Two further clarifications and responses to your reply are in order:

i) You say that your model is based on data. That is true. The model structure is based on data. Your manuscript does
therefore function as a review of existing biology. But that is
something different than publishing an original research paper, with
novel results. That is something that is fundamentally different than
the kind of comparison between simulations of the *entire model
structure* and data that I am referring to above. It is a bit like
saying that the Ptolemaic worldview (with the sun in the middle) is
based on data because it includes the sun, the planets, and the earth;
which are observed in experiments. The question is not if they are
present. The question is which way of connecting them in relationship to
each other that is the correct one. To go beyond what can be said with
biology alone – i.e. to do mathematical modelling – requires that one
puts the structure together using competing hypotheses (e.g. one with
the sun in the middle, and one with the earth in the middle), and then
sees which of the two corresponding models that produces simulations
that best agrees with data (existing data and future data).
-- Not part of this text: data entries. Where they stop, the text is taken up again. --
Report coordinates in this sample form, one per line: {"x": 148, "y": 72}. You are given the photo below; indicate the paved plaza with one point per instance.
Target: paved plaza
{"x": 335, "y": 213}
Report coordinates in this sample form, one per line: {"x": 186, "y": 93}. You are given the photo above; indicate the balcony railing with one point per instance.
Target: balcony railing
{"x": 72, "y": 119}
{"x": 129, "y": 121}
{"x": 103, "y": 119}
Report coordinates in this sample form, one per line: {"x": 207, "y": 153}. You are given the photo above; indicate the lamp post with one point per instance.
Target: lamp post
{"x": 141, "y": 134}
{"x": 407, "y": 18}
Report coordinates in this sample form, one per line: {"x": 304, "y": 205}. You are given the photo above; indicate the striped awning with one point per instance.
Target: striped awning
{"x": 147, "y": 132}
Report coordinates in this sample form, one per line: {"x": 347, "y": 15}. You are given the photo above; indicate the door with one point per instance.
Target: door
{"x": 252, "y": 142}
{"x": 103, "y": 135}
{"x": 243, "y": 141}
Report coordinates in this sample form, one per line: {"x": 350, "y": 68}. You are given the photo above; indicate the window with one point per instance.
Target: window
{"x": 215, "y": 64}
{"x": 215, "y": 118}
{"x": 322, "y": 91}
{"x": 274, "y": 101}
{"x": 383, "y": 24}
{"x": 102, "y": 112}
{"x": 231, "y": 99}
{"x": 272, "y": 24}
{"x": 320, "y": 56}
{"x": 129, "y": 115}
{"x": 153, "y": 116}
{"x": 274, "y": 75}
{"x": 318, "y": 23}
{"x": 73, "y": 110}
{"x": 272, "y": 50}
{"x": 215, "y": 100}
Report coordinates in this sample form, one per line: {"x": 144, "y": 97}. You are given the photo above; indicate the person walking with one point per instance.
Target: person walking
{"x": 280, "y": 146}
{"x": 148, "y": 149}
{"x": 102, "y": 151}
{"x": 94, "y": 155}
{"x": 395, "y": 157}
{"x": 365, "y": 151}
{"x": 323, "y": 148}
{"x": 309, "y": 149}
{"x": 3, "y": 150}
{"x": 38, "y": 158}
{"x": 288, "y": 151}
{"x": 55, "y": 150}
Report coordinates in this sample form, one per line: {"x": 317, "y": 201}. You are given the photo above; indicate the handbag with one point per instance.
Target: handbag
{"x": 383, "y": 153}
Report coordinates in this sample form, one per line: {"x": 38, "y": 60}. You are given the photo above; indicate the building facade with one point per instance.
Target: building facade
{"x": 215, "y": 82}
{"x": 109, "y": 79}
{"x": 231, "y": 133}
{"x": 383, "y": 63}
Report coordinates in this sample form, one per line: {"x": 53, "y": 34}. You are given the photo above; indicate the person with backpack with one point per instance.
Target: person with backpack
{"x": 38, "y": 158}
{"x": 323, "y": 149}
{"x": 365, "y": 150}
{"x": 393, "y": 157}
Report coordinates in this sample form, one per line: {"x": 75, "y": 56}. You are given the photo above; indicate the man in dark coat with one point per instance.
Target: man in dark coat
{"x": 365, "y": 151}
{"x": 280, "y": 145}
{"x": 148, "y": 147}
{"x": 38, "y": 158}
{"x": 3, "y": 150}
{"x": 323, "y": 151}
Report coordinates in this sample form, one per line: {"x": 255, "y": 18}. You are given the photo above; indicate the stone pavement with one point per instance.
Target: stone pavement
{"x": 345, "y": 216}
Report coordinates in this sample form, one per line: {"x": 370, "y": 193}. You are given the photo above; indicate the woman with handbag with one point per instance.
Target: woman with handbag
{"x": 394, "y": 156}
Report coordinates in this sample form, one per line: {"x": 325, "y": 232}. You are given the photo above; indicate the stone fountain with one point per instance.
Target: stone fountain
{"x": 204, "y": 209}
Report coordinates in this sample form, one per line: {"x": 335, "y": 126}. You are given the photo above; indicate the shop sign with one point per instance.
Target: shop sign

That is how
science has functioned since Galileo, and that is how it should still
function today.

ii) You say that a model component
in your model – that has not been validated in any fashion whatsoever –
produces a prediction that a specific component is important; you then
also point to some papers that claim the same thing. That could, on
the surface, seem like a comparison with data. However, with the model
structure that you have put together – with the most well-known and most
often considered main players in the beta cell ethiology – you could
identify any component in your model as the most important one, and then
find many papers that claim that that component is the most important
one. That is, unfortunately, how biology is allowed to work today, with
many co-existing hypotheses, that are allowed to continue to co-exist,
where each lab focusing on one of the components is allowed to point to
limited results as to why their particular component is the most
important one, and without forcing anyone to challenge these claims with
respect to each other; without finding out what the big picture looks
like. That is where systems biology can and should come in and make a
difference: by putting up alternative hypotheses regarding what is the
most important component(s), and then letting data, systems-level data,
judge which of the hypotheses that is the most compelling one. This is
how systems biology has worked in many/most of the papers that are cited
in the review paper that I gave you. That way requires a model that
produces simulations (time-curves, typically), that agrees with
estimation data, and with validation data.

In summary, for me to
judge this or any paper as publishable, you need to produce (at least)
these two things: i) at least one curve, e.g. a simulation of a variable
as it progresses in time, that agrees with corresponding data; ii) a
prediction that is validated by another dataset, not used for estimating
the parameters in the model. In fact, apart from that you should also
demonstrate that your model is superior to other models, i.e. that it
can describe all data that one of the currently most important and
realistic models can, and then more data apart from that.

In
other words, there are many papers that are published for beta-cells,
including for their ethiology. These models can describe a lot of data,
in the above manner. Why not take one of those models, find a feature or
dataset that they cannot explain (there are many), and then go ahead
and improve the model to make it able to explain those data (while still
retaining the ability to explain all old data). If you then also show
that this is not due to overfitting w.r.t. all data, i.e. if you then
show that your new model also can describe some validation data, not
used for model fitting, then you will have contributed with an
improvement that follows the tradition of science. Then, and only then, I
will judge your – or any scientist’s – paper as publishable.